Tuesday, June 4, 2013
Valentina by Evie Blake
My rating: 2 of 5 stars
As publishers rush to get on the Fifty Shades bandwagon, we can expect a lot more like this. Evie Blake seems to be a jobbing author who can turn out stuff to order, but this is a bit better than a standard cash-in. Nonetheless, it's not great.
There's a story of sorts, as Blake weaves together the lives of two women separated by nearly a century. Or she doesn't, as there is nothing to link the two for most of the novel, such that by the time a link is established the reader has mostly lost interest. The book is populated by clichéd, stock characters who offer few surprises, and there are plenty of descriptions that simply don't ring true.
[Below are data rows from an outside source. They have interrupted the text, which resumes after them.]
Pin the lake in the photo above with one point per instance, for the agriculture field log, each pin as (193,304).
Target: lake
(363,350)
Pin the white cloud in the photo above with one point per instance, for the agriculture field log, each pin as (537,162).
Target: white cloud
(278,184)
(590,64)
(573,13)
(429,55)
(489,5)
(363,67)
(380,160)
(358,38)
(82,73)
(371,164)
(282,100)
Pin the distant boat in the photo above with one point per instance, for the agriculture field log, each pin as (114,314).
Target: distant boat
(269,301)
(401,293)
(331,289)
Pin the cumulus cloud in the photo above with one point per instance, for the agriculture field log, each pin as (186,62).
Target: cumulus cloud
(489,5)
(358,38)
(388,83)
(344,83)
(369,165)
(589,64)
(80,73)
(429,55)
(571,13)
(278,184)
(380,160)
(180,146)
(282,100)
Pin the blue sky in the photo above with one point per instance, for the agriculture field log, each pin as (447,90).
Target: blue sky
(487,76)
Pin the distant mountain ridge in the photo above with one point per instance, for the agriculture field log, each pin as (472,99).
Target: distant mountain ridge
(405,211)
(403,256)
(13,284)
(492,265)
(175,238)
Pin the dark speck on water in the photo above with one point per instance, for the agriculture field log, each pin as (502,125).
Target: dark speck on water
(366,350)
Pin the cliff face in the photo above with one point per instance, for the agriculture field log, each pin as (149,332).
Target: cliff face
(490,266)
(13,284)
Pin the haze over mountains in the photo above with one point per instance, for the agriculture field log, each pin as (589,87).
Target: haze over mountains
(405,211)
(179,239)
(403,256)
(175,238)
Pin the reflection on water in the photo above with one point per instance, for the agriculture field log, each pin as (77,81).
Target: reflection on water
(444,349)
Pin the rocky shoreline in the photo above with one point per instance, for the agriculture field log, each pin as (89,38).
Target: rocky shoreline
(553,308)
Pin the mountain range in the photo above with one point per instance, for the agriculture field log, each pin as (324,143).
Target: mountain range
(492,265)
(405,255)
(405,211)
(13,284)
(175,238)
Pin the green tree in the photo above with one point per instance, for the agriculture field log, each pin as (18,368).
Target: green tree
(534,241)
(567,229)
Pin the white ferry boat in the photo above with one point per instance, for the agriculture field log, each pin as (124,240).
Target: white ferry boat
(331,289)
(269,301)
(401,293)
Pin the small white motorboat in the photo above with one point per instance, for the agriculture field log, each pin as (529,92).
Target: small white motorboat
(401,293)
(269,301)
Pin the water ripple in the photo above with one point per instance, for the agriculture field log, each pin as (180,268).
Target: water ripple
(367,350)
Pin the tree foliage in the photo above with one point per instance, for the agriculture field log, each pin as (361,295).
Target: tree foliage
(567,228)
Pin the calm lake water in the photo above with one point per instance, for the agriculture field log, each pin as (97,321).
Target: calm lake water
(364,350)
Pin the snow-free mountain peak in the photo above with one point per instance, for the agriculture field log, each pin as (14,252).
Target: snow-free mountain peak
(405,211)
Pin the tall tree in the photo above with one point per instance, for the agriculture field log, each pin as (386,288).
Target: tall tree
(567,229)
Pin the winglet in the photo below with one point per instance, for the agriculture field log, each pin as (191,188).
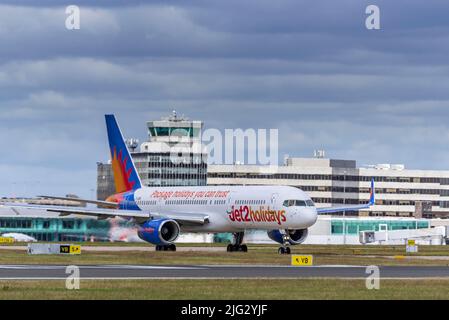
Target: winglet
(372,198)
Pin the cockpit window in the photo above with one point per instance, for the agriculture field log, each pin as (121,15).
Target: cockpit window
(298,203)
(310,203)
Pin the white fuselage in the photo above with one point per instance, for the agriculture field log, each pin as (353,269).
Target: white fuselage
(232,208)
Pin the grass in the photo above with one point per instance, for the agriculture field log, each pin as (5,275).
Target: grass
(257,254)
(265,289)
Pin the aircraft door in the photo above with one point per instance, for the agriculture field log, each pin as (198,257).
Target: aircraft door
(274,200)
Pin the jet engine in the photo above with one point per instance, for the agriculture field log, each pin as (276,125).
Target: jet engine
(159,232)
(296,236)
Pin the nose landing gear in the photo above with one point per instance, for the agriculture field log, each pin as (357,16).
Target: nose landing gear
(285,249)
(168,247)
(237,245)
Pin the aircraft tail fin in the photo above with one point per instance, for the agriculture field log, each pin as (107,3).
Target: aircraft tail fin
(126,177)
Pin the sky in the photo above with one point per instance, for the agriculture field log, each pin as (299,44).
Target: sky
(310,69)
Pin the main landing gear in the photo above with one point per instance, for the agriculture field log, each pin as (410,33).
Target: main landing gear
(167,247)
(285,249)
(237,245)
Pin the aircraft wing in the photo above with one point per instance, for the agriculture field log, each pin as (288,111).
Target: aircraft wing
(139,216)
(108,204)
(353,207)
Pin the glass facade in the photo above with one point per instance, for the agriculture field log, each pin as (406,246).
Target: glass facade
(57,229)
(354,226)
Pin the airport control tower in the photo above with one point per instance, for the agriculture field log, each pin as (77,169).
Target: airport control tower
(173,154)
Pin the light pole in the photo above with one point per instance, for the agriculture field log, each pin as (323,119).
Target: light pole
(344,203)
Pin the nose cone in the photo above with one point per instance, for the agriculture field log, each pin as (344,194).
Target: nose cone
(310,216)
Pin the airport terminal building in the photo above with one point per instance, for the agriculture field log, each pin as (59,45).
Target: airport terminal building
(399,192)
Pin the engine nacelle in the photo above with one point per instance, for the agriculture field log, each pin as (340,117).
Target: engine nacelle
(296,236)
(159,232)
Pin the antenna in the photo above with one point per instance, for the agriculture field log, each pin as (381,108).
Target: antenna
(132,144)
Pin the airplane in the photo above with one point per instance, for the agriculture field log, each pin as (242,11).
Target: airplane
(19,237)
(162,213)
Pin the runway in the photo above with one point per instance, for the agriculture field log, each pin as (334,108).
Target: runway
(215,272)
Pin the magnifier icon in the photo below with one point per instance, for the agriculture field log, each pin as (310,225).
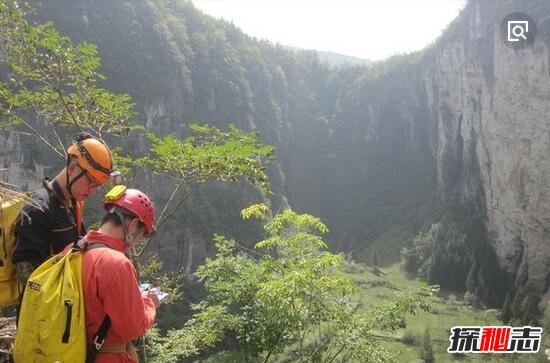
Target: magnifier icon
(517,30)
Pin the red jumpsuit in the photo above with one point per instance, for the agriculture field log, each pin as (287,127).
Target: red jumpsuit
(111,287)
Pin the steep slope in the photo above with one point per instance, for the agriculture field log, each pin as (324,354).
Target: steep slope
(375,151)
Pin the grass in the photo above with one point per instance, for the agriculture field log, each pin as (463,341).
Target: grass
(448,310)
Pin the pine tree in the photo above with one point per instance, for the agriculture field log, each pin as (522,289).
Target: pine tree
(471,280)
(426,352)
(507,309)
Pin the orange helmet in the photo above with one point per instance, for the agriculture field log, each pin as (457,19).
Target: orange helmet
(93,156)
For instance, Valentina describes in great detail how she uses an old film camera to photograph the reflection of her face and then her most intimate parts in the water of a canal: a feat that would require gravity-defying contortions beyond what the laws of physics will allow; while forgetting that all she would see in the resulting photographs would be the reflection of the camera itself.
The descriptions of sexual activity - and there are a lot of them - are not inspired but are decent enough and Blake maintains an air of mystery throughout. I found that it stretched plausibility too far, but other readers might be more tolerant. I also found the concept of liberation through sex depended too much on female submission to male desire, which isn't very liberating at all.